Airbus, which first entered the market in Thailand 40 years ago, believes that the MRO sector offer enormous potential for Thailand’s aerospace business in the coming years. The joint venture is part of Thailand government’s Eastern Economic Corridor (EEC) strategy under the country’s 4.0 policy to develop innovative technology-based manufacturing and services in the country. According to Sihasak Phuangketkeow, a former Thai ambassador to France, the MRO centre is a major step forward for Thailand in the new-growth S-curve industries and its grand Thailand 4.0 strategy.

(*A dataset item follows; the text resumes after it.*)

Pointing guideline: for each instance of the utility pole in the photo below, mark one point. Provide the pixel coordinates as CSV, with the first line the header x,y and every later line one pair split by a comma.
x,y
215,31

The MRO facility will be the most extensive in the Asia Pacific region, supported by Thailand’s strong automobile and electronics manufacturing base. Airbus and THAI are still working on the final details of the deal to address MRO requirements. When fully operational, the MRO centre will offer heavy maintenance and line services for all widebody aircraft types. The facility will also feature the latest digital technology to analyse aircraft maintenance data, specialised repair shops for composite structures and a maintenance training centre offering courses for technical personnel from Thailand and overseas. With airlines expanding their fleets, including fast growing budget airlines such as AirAsia, many aircrafts would require maintenance and overhaul in the next few years.

Cedric Post, the French Aerospace Industry Association’s deputy director for European and international affairs said that MRO will be a key piece of the aeronautics industry in ASEAN. Furthermore, Airbus and Thailand’s Civil Aviation Training Centre (CATC) have signed a Memorandum of Understanding (MoU) in January to work on projects to develop and implement maintenance training and pilot training courses in the country. This would support the development of the country’s aviation industry by helping to ensure a steady supply of pilots, engineers and mechanics for Thailand’s airlines and MRO centres.

Airbus has already begun working with CATC on basic maintenance training courses which could be expanded to additional maintenance and flight training courses for pilots. “The main challenge is to face the growth and train all required technicians and engineers. Airbus is confident that CATC, with Airbus assistance and cooperation, is able to address this challenge,” said Joost van der Heijden, Airbus head of marketing for Asia and North America.